Medellin's case pitted President Bush against his home state
Jose Ernesto Medellin was sentenced to death in 1994 for rape and murder.
In 2004, an international court said he and 50 other Mexicans should get new hearings as they had had no access to consular officials upon their arrest.
Mr Bush ordered Texas to comply but the Supreme Court justices decided 6-3 that he had overstepped his authority.
Tuesday's ruling comes in a case that had set Mr Bush against his home state.
Although the Bush administration objected to the ruling by the International Court of Justice (ICJ), the president wrote a memorandum ordering the state courts to comply.

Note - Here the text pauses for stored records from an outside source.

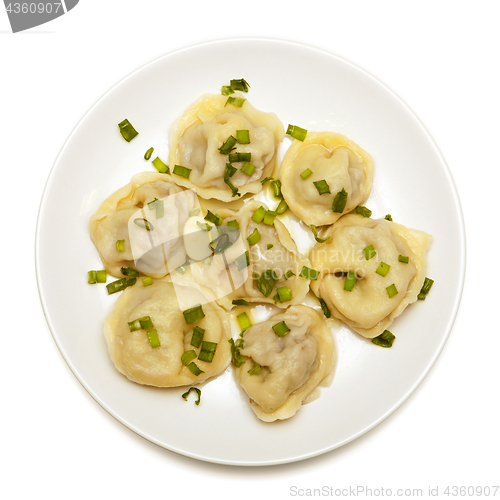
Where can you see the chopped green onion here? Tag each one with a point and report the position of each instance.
(296, 132)
(207, 351)
(147, 281)
(235, 101)
(193, 314)
(254, 237)
(265, 282)
(350, 281)
(383, 269)
(127, 130)
(369, 252)
(425, 288)
(148, 153)
(391, 290)
(197, 337)
(324, 308)
(365, 212)
(198, 392)
(385, 339)
(153, 338)
(309, 274)
(322, 186)
(244, 321)
(280, 329)
(182, 171)
(339, 201)
(255, 370)
(243, 136)
(306, 173)
(160, 166)
(316, 237)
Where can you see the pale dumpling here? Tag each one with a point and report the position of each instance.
(152, 240)
(206, 125)
(376, 250)
(333, 159)
(291, 366)
(132, 352)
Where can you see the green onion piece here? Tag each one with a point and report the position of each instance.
(207, 351)
(385, 339)
(241, 302)
(193, 368)
(339, 201)
(235, 101)
(193, 314)
(160, 166)
(391, 290)
(198, 392)
(350, 281)
(182, 171)
(322, 186)
(243, 136)
(365, 212)
(369, 252)
(127, 130)
(306, 173)
(316, 237)
(265, 282)
(284, 293)
(148, 153)
(144, 223)
(296, 132)
(383, 269)
(236, 157)
(324, 308)
(153, 338)
(255, 370)
(309, 274)
(280, 329)
(254, 237)
(425, 288)
(244, 321)
(242, 261)
(240, 84)
(147, 281)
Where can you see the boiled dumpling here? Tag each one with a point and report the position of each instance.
(206, 125)
(133, 353)
(374, 252)
(152, 239)
(289, 367)
(338, 165)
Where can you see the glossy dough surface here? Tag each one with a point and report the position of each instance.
(368, 309)
(331, 157)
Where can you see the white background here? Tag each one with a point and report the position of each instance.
(441, 57)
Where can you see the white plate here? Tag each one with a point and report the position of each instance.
(304, 86)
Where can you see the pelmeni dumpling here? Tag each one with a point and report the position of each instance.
(152, 239)
(132, 352)
(334, 159)
(376, 250)
(198, 134)
(291, 366)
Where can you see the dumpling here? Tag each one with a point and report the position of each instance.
(133, 353)
(152, 239)
(338, 166)
(383, 285)
(207, 124)
(289, 367)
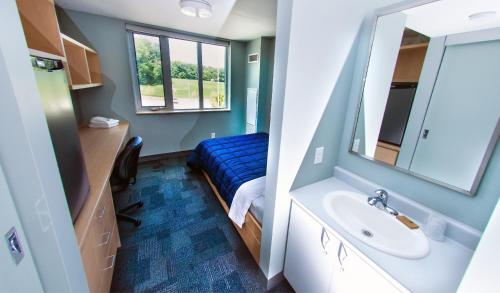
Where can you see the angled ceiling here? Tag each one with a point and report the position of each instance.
(447, 17)
(231, 19)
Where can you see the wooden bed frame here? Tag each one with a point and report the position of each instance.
(251, 231)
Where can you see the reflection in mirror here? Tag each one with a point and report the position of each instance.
(431, 96)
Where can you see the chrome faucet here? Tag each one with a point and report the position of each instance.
(382, 198)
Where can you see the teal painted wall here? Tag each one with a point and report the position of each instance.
(259, 75)
(162, 133)
(266, 83)
(473, 211)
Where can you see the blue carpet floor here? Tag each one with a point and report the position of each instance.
(186, 242)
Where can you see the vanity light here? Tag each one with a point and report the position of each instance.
(483, 15)
(196, 8)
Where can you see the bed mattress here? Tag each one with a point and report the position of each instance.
(232, 161)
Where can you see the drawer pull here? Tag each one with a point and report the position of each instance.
(105, 238)
(101, 213)
(112, 258)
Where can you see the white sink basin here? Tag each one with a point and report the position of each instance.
(375, 227)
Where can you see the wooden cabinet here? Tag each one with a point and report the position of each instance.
(317, 260)
(83, 63)
(96, 228)
(41, 28)
(44, 39)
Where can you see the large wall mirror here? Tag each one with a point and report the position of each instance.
(430, 103)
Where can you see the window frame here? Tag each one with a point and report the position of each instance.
(164, 37)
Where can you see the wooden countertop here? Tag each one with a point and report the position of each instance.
(100, 148)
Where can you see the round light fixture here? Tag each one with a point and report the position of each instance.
(196, 8)
(483, 15)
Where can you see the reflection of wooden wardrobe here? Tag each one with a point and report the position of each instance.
(410, 62)
(387, 153)
(408, 68)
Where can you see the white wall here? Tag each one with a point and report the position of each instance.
(484, 268)
(383, 57)
(28, 159)
(320, 39)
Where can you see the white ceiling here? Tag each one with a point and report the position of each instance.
(231, 19)
(447, 17)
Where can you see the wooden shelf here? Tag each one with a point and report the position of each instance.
(40, 26)
(77, 63)
(83, 63)
(84, 86)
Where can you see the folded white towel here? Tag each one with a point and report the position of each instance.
(103, 125)
(101, 120)
(244, 197)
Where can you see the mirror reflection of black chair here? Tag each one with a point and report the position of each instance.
(124, 174)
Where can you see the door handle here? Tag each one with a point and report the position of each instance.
(341, 255)
(324, 239)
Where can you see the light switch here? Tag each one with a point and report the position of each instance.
(318, 155)
(355, 145)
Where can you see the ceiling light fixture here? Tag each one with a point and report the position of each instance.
(196, 8)
(483, 15)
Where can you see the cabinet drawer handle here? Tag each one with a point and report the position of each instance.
(112, 257)
(341, 255)
(105, 237)
(324, 240)
(101, 213)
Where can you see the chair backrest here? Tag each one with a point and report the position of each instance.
(126, 163)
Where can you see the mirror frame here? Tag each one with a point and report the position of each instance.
(491, 145)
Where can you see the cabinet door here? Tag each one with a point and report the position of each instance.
(310, 255)
(357, 276)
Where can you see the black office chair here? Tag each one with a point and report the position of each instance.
(124, 174)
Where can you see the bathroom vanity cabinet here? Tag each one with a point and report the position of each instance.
(318, 260)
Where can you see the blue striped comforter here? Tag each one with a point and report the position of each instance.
(231, 161)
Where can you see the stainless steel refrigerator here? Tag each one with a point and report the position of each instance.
(63, 128)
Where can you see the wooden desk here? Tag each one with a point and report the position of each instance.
(96, 228)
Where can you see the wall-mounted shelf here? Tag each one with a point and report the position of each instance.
(83, 64)
(45, 40)
(41, 28)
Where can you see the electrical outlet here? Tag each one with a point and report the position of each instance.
(355, 145)
(318, 155)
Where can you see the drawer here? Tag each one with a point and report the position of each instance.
(109, 220)
(93, 251)
(109, 262)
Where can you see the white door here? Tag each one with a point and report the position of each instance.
(21, 277)
(462, 116)
(310, 254)
(251, 125)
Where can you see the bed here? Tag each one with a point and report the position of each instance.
(235, 168)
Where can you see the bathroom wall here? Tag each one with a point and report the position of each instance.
(162, 133)
(474, 211)
(320, 39)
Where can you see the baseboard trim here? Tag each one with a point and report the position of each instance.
(164, 156)
(275, 280)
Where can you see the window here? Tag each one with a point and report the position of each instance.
(177, 73)
(149, 75)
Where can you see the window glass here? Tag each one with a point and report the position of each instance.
(149, 70)
(184, 73)
(214, 76)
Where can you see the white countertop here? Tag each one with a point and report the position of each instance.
(440, 271)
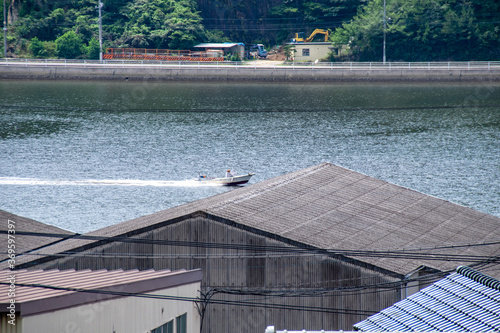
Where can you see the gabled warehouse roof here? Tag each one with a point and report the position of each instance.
(25, 244)
(330, 207)
(465, 301)
(31, 300)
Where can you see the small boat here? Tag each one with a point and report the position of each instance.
(227, 181)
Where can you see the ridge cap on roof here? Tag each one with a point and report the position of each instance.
(478, 277)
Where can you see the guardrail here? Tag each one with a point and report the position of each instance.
(471, 65)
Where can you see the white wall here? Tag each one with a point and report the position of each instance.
(122, 315)
(316, 51)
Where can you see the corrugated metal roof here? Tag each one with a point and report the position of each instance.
(330, 207)
(465, 301)
(31, 299)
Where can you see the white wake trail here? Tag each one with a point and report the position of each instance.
(99, 182)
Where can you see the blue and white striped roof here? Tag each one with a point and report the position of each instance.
(463, 301)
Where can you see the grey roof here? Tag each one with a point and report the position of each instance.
(24, 244)
(465, 301)
(330, 207)
(31, 299)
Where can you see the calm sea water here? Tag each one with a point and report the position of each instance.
(85, 155)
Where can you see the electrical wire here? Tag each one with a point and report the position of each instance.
(192, 299)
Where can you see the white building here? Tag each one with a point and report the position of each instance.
(311, 51)
(99, 301)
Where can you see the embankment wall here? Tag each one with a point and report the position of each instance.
(242, 73)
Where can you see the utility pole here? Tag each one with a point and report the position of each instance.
(385, 24)
(4, 30)
(100, 30)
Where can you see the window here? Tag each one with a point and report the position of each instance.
(165, 328)
(181, 323)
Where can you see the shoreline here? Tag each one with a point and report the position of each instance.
(242, 73)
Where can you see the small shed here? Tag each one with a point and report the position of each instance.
(311, 51)
(99, 301)
(223, 48)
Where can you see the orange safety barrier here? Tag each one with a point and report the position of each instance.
(162, 55)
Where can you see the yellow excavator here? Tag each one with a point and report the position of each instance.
(300, 36)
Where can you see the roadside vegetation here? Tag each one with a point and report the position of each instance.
(416, 30)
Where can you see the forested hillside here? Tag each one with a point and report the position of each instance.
(416, 29)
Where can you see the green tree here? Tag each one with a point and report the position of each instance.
(419, 30)
(69, 45)
(93, 49)
(36, 47)
(162, 24)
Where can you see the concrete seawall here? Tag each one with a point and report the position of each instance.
(240, 73)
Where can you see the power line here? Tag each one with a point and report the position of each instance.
(196, 300)
(414, 254)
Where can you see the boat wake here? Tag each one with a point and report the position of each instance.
(101, 182)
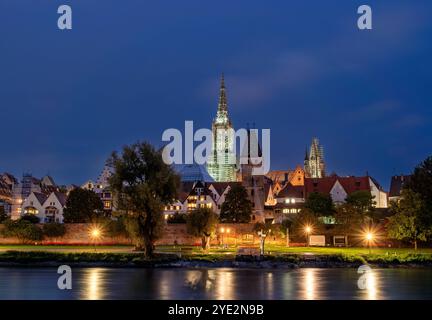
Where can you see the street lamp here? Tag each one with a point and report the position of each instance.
(95, 234)
(308, 230)
(369, 236)
(222, 231)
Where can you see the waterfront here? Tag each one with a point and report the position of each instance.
(217, 283)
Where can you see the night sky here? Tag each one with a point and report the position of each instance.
(130, 69)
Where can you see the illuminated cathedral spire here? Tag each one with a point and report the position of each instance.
(314, 161)
(222, 161)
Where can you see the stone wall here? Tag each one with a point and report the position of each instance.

He said the ICJ's decision must be carried out because the US had agreed to abide by the court's rulings in such cases.
Supreme Court Chief Justice John Roberts, writing for the majority, said the ICJ's decision could not be forced upon the states.
The president may not "establish binding rules of decision that pre-empt contrary state law", Mr Roberts wrote.

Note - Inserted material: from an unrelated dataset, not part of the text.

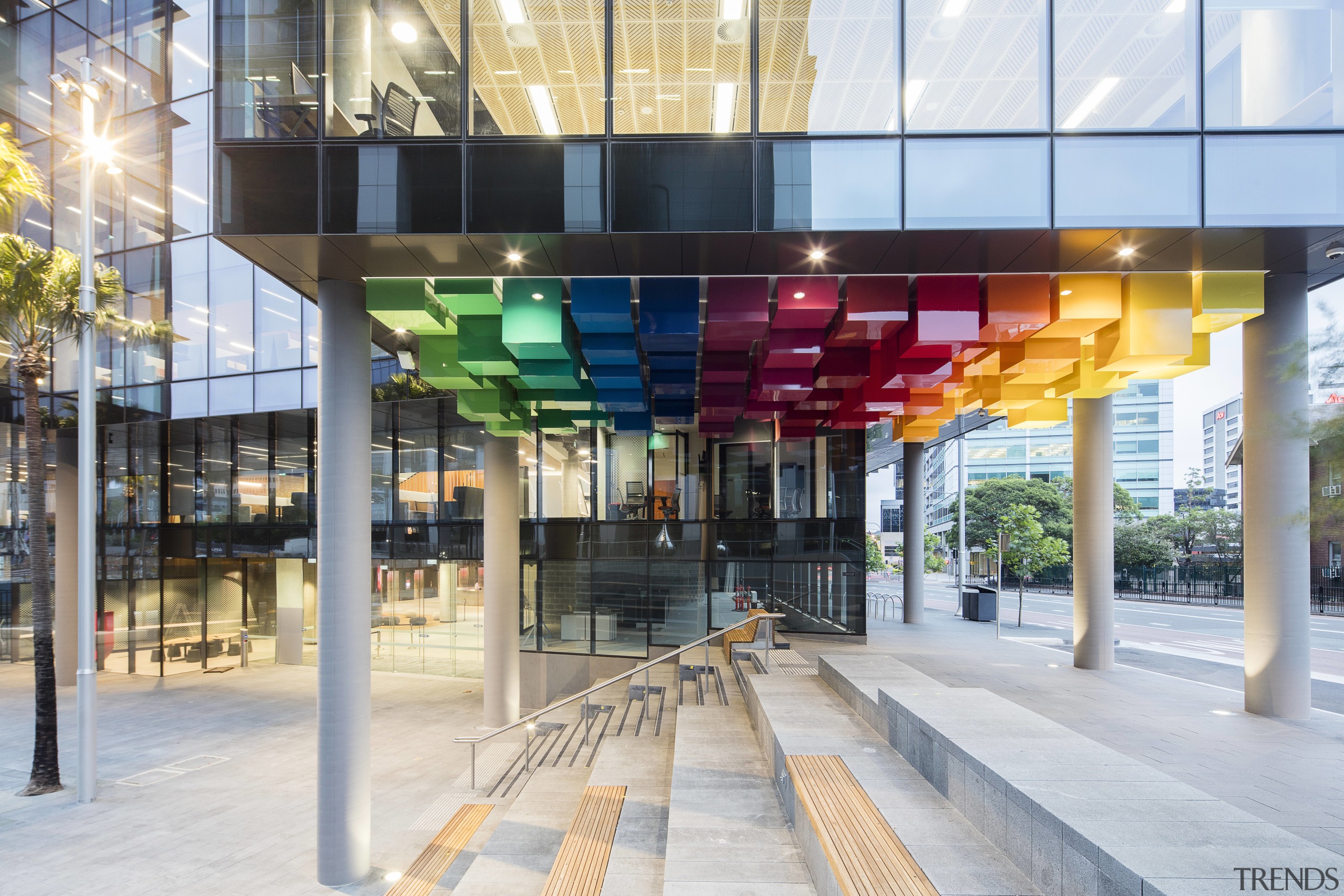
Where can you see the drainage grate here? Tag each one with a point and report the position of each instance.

Medellin was arrested in June 1993, a few days after the killings of Jennifer Ertman, 14, and Elizabeth Pena, 16. He later made a written confession.
At the time of his arrest, police did not tell him that he could request assistance from the Mexican consulate - in violation of the 1963 Vienna Convention.
In 2003, Mexico filed a lawsuit at the ICJ against the US, on behalf of Medellin and 50 other Mexican nationals on death row in the US who had also not received consular support.
The court ruled in Mexico's favour, and ordered that their cases be reviewed.
It said Texas must hold a hearing to determine whether Medellin had had a fair trial.
Texas acknowledged that Medellin was not told he could ask for help from Mexican diplomats, but argued that he forfeited the right because he never raised the issue at trial or sentencing.
The state also argued that it would not have made any difference to the outcome of the case.
Roe Wilson, an assistant district attorney in Harris County, Texas, welcomed the Supreme Court's decision.
"This case has been in the court system a long time based on various issues," she told the Associated Press.
"It was a heinous murder of two young girls... It's certainly time the case be resolved and the sentence be carried out. "
Ms Wilson told AP her office would be seeking an execution date once the Supreme Court has resolved a separate case challenging lethal injections.
The US has since withdrawn from the part of the Vienna Convention that gives the ICJ the final say if foreign citizens say they were illegally denied access to diplomatic representation when arrested abroad.